Fonte da imagem: LANES EPFL
Fonte da imagem: LANES EPFL
«Atualmente, os sistemas de computação quântica não possuem um mecanismo para evitar que os qubits aqueçam devido à operação da eletrônica”, explicou o estudante de graduação Gabriele Pasquale. No entanto, esta tecnologia é construída sobre um material bidimensional com apenas alguns átomos de espessura e, quando combinada com o grafeno, pode atingir alto desempenho. O dispositivo opera com base no efeito Nernst, fenômeno termomagnético no qual um campo elétrico é gerado em um condutor sob a influência de um campo magnético e uma diferença de temperatura.

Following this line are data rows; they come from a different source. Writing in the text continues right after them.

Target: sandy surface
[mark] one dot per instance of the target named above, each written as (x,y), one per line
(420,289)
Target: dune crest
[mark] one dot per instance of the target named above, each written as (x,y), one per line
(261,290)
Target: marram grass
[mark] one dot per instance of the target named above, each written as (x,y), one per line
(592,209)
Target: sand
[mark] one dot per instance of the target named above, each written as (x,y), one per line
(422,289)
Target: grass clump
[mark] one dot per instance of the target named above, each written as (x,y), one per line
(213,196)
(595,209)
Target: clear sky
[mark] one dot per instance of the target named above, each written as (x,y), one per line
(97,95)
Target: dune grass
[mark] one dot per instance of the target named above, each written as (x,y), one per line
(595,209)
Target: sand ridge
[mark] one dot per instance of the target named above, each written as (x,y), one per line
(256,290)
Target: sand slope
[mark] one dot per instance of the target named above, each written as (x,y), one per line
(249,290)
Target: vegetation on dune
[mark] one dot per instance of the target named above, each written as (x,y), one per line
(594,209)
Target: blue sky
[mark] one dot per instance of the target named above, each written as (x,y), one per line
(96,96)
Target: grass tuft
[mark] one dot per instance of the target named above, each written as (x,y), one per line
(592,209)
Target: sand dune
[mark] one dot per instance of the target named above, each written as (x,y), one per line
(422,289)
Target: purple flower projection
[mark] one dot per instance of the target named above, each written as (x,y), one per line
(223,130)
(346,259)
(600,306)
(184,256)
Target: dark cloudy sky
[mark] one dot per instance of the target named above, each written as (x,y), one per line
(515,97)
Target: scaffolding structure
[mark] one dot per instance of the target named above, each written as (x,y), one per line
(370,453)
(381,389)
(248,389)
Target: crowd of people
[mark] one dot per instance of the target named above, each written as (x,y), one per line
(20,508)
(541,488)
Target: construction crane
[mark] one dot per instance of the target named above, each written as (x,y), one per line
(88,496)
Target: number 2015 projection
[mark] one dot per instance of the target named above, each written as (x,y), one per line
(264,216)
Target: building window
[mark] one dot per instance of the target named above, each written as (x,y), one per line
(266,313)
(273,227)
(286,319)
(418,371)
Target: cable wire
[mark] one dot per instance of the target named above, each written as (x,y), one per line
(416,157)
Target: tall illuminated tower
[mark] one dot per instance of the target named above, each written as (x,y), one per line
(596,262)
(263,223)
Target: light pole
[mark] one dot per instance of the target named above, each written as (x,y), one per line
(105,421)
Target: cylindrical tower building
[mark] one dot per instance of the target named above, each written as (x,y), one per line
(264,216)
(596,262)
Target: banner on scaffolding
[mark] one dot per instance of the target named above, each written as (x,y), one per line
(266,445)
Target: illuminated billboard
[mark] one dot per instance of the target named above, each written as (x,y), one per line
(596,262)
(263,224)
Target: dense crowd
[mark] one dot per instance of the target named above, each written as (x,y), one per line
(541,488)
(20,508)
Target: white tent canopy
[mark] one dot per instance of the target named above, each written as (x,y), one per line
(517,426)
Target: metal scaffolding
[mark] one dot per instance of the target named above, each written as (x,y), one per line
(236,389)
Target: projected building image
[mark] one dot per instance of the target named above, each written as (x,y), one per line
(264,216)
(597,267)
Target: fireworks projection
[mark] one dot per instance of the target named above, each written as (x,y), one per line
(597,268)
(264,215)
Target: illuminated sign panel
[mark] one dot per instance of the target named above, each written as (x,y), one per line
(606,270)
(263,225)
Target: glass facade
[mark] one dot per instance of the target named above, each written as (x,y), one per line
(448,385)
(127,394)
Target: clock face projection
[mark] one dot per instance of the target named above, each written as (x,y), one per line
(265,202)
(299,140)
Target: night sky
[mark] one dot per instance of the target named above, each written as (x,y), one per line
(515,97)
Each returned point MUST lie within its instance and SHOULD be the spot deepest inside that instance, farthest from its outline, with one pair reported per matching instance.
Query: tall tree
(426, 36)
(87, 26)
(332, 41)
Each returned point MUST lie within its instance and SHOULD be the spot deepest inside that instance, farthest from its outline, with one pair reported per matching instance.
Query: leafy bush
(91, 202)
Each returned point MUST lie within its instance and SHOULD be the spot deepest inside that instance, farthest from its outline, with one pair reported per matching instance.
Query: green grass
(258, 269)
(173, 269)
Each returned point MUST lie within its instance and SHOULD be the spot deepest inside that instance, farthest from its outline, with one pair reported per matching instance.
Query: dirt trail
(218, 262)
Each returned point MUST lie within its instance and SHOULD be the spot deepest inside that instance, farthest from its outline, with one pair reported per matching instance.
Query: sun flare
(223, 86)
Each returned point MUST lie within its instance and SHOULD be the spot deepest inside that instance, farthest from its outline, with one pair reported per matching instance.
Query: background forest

É importante notar que o novo sistema de refrigeração pode ser facilmente integrado aos computadores quânticos existentes, uma vez que é feito a partir de componentes eletrônicos prontamente disponíveis. “Esses resultados representam avanços significativos em nanotecnologia e abrem perspectivas para o desenvolvimento de sistemas avançados de refrigeração necessários para a computação quântica”, disse Pasquale.
Apesar da conquista, os pesquisadores observam que a tecnologia é destinada exclusivamente à computação quântica e não pode ser usada para resfriar computadores convencionais.